Ali, lembranças contentes
n'alma se representaram,
e minhas cousas ausentes
se fizeram tão presentes
como se nunca passaram.
Ali, depois de acordado,
co rosto banhado em água,
deste sonho imaginado,
vi que todo o bem passado
não é gosto, mas é mágoa.
E vi que todos os danos
se causavam das mudanças
e as mudanças dos anos;
onde vi quantos enganos
faz o tempo às esperanças.
Ali vi o maior bem
quão pouco espaço que dura,
o mal quão depressa vem,
e quão triste estado tem
quem se fia da ventura.
Vi aquilo que mais val,
que então se entende milhor
quanto mais perdido for;
vi o bem suceder o mal,
e o mal, muito pior,
E vi com muito trabalho
comprar arrependimento;
vi nenhum contentamento,
e vejo-me a mim, que espalho
tristes palavras ao vento.
Luís Vaz de Camões - Redondilhas de Sião e de Babel
(...)
Que dias há que n'alma me tem posto
um não sei quê, que nasce não sei onde,
vem não sei como, e dói não sei porquê.
Camões
A poesia camoniana que tem resistido ao desgaste do tempo, é a que utiliza uma linguagem mais liberta dos cânones estilísticos da época (séc. XVI).
Este poema é imperecível.
Erros meus, má Fortuna, Amor ardente
Em minha perdição se conjuraram;
Os erros e a Fortuna sobejaram,
Que para mim bastava Amor somente.
Tudo passei; mas tenho tão presente
A grande dor das cousas que passaram,
Que já as frequências suas me ensinaram
A desejos deixar de ser contente.
Errei todo o discurso de meus anos;
Dei causa a que a Fortuna castigasse
As minhas mal fundadas esperanças.
De Amor não vi senão breves enganos.
Oh! Quem tanto pudesse, que fartasse
Este meu duro Génio de vinganças!
Camões, Sonetos
Camões explora neste soneto, as recordações do dia da partida para a Índia que o separaram da sua amada.

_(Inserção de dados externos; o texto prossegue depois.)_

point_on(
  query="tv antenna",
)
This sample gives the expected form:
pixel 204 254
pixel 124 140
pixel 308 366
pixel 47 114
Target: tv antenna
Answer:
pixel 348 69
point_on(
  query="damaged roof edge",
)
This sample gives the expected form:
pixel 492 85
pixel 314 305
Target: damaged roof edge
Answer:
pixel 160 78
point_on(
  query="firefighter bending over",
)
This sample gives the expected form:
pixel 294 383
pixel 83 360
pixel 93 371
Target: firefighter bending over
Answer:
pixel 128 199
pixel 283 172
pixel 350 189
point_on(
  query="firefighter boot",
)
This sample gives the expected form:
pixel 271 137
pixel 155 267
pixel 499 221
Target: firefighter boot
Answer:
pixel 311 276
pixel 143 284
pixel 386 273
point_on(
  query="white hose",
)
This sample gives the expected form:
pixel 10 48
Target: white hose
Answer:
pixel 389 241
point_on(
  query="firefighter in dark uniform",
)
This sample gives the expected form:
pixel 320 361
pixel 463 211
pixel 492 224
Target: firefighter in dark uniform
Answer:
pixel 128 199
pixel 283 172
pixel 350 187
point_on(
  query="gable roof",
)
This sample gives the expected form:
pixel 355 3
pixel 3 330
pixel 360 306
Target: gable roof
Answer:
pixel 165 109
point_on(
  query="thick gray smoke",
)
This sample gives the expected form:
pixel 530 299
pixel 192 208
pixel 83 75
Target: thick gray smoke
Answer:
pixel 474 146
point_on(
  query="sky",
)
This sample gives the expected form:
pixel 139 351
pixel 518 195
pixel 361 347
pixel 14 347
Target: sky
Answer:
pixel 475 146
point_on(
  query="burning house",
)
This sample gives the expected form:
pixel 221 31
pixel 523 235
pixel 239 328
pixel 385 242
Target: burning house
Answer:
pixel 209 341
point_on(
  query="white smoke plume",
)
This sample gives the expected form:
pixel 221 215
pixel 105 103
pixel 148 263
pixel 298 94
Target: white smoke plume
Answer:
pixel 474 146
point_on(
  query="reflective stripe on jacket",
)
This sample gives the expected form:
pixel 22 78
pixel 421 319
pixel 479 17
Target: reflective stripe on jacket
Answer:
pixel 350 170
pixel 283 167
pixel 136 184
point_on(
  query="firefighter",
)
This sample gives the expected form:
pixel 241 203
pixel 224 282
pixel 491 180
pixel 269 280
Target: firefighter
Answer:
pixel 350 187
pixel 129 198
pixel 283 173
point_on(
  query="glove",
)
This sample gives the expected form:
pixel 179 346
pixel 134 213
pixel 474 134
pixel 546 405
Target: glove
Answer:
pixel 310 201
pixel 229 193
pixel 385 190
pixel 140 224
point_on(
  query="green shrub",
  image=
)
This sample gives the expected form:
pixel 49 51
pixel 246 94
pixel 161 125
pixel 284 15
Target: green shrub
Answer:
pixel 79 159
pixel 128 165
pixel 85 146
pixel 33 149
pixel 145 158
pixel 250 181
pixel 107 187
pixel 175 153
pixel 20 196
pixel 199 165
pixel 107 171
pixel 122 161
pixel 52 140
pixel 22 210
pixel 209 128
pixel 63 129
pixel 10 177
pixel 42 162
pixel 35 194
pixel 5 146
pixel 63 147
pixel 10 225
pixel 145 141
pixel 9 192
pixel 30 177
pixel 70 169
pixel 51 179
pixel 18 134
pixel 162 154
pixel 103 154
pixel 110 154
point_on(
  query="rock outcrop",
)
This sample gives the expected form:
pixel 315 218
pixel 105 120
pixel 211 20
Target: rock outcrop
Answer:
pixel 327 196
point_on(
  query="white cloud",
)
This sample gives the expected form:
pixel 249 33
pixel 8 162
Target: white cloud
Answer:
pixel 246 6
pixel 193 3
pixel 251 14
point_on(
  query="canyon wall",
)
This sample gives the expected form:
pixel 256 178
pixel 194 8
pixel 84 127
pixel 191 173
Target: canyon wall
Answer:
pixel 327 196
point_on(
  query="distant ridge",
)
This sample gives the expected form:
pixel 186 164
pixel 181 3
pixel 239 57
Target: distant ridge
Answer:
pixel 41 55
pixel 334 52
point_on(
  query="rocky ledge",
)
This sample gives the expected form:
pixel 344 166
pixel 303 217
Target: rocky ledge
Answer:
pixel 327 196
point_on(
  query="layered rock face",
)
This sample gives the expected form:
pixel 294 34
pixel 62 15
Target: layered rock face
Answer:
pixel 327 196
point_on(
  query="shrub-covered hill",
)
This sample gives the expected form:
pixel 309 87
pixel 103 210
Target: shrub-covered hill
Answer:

As contraposições e as contradições do amor, próprias da poesia do século XVI, estão aqui presentes. Neste caso, surgem entre o mundo interior e o mundo exterior.
O sentido do último terceto pode ser interpretado como uma alusão ao mito de Orfeu que com o seu canto fez cessar o sofrimento das almas do Inferno.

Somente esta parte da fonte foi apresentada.